Canons have eight or nine odes or songs of several stanzas each, with each stanza having five to eight lines. The length of lines varies, as does the metrical pattern. In translating St. John’s canon, Daley says he worked within these traditional boundaries to create an English translation that remains true to St. John’s Greek content and the “distinctive character” of the form.
The opening lines of the canon in Ode 1 set its tone:
“I open my lips today:
Fill them, O spirit, with energy
To utter this hymn to the Mother who governs us,
To cry out among the throng of those who praise her,
And join them in singing the wonders we celebrate!”
In Ode 4, St. John gives us the reason for her death from a Christological perspective:
“Once her very offspring, mysterious God—
He of whom the heavens gave prophecy—
Died and was buried,
Sharing willingly our lot;
She, too, must share the sepulcher,
She who had conceived him in purity!”
While Mary must die as we do, Ode 5 speaks of how she, as the Mother of God, will not remain in the grave where her body will corrupt like our bodies.
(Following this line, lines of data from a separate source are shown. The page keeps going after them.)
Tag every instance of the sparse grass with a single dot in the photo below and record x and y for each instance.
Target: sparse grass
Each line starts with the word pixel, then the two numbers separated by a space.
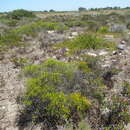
pixel 86 41
pixel 44 88
pixel 13 37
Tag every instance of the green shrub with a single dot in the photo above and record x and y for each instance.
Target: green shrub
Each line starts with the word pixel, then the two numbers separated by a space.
pixel 45 87
pixel 86 41
pixel 10 39
pixel 103 29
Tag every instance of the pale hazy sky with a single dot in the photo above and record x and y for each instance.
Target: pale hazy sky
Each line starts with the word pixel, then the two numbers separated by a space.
pixel 60 5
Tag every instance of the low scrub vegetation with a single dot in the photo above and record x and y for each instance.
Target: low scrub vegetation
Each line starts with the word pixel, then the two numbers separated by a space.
pixel 19 14
pixel 86 41
pixel 49 97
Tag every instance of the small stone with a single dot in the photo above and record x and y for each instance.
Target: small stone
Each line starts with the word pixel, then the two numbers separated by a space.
pixel 121 47
pixel 92 54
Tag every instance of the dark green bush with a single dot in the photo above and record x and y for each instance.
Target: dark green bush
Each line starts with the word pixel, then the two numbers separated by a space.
pixel 45 100
pixel 20 13
pixel 86 41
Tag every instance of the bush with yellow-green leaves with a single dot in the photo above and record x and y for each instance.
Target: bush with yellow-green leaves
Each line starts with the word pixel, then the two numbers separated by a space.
pixel 48 99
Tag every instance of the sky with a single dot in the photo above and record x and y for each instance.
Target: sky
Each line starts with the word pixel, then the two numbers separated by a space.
pixel 58 5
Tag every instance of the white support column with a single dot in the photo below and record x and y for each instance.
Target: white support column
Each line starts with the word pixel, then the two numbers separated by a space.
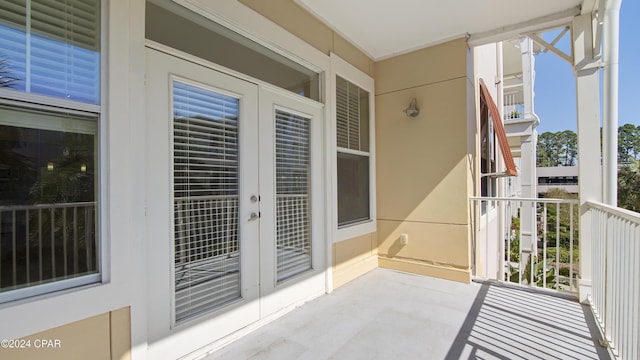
pixel 589 154
pixel 528 228
pixel 610 102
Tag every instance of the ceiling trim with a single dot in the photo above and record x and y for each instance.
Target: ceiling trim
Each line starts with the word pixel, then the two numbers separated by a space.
pixel 540 24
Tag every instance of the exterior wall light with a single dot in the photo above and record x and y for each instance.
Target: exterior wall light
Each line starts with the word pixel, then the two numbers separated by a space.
pixel 412 110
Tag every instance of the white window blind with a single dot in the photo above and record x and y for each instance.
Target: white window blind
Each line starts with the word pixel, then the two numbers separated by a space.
pixel 352 139
pixel 207 266
pixel 52 47
pixel 292 195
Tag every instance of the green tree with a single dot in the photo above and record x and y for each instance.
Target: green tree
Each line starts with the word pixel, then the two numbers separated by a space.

Instead, similar to how her son ascended by his own power, she ascends into heaven by God’s power:
“The world is revivified,
Seeing your holy majesty;
You, unmarried mother, holy virgin,
Rise now above us, into your heavenly home,
Ascending to life without an end:
Grant to all who sing to you
Everlasting vitality.”
He continues in this Ode sounding the call celebrate:
“Evangelists, waken us,
Sounding your trumpets joyfully!
Tongues of many nations, sing her praises,
Tell of her glory; let there be joy in the air,
And let it be radiant with light;
Angels, sing the mystery
of the death of God’s holy one.”
Brian Daley has succeeded in creating a masterful English version of the canon worthy of Mary, St. John, and this great feast. It should inspire all who read it.
St. John’s canon is reason enough for spending time in reflection with Daley’s excellent collection. On the Dormition of Mary: Early Patristic Homilies, however, also includes important works by St. Andrew of Crete and St. Germanus of Constantinople I, which makes the collection essential reading for those seeking to deepen their knowledge and celebration of the feast of the Dormition.
*Editor’s note: Apologies to Deacon Bezner for posting this the day after the feast of the Dormition.